História tem atalho? É possível chegar a determinado ponto optando por um caminho alternativo mais curto? O questionamento é sobre a viabilidade de se atingir uma meta coletiva que tem por objeto uma coletividade maior – um bairro, uma cidade, um país ou até a humanidade inteira – lançando mão de estratégias objetivas e meios extremos, sem que seja necessária a construção gradual e incremental daquele desejo no decurso do tempo.
A resposta é positiva. Contudo, essa possibilidade de catálise histórica não se conjuga (e não deve se conjugar) com democracia. Há intervenções profundas conduzidas por grupos que se pretendem na condição de faróis coletivos e que geram resultados de impacto amplo na organização de determinada sociedade. E elas normalmente estão associadas a golpes, revoluções (outro nome eufemístico e autovalorativo para “golpe”), contextos de guerra e autoritarismo.
Portanto, se há algo na história que se assemelha a um atalho, quem o toma assume o risco de guiar seu povo, na verdade, a um ponto anterior no percurso. Em termos temporais, isso não seria possível, é claro. O máximo que se teria seria um novo contexto, com forma aparentemente inédita, mas substância velha.
Tal risco é evidente no presente, quando temos exemplos e subsídios históricos fartos em favor dos benefícios (ou da menor carga de consequências colaterais nocivas) que reserva a evolução lenta e constante de um corpo social. Os “cavalos de pau” nas instituições políticas demonstraram-se trágicos em seus transbordamentos, especialmente para os grupos que os faróis pretendiam iluminar e que, logo, não tinham luz própria.
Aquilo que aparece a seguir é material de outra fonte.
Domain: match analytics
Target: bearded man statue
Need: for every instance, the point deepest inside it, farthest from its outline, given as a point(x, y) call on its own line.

Um país tem leis. O cidadão que as infringe, independentemente do papel que desempenha, deve responder. Não concordar com as leis? É um direito, e as regras coletivas não são, nem têm que ser eternas. É necessária a revisão permanente delas, mas, assim como no decurso da história coletiva, de maneira incremental, sem sobressaltos. E essa constitui uma das principais funções do Poder
Legislativo. De toda forma, ainda que se questionem as normas, também aprendemos que elas devem sempre gravitar sobre as pessoas. Não pode haver homem acima das leis.
Pois o respeito à legislação e o trabalho de vigilância pelo cumprimento dela e por sua revisão são alguns princípios democráticos. Portanto, favorecer a evolução gradual, permanente e universal de uma sociedade requer, antes, apreço à democracia.
Mas há o contrassenso. Líderes de partidos, gente da imprensa, parlamentares, movimentos da sociedade e intelectuais acalentam grandes desejos para o Brasil. Para vê-los se concretizarem, flertam com os supostos atalhos e, assim, não demonstram disposição para relegar aos netos e bisnetos os possíveis frutos desses sonhos coletivos. Sonham-nos para já. Entretanto, nos atalhos na história não cabem partidos, imprensa, Parlamento, movimentos sociais e pensamento independente.
Defender punição sem crime como solução fácil e reformas para romper com a história é suicídio para quem defende.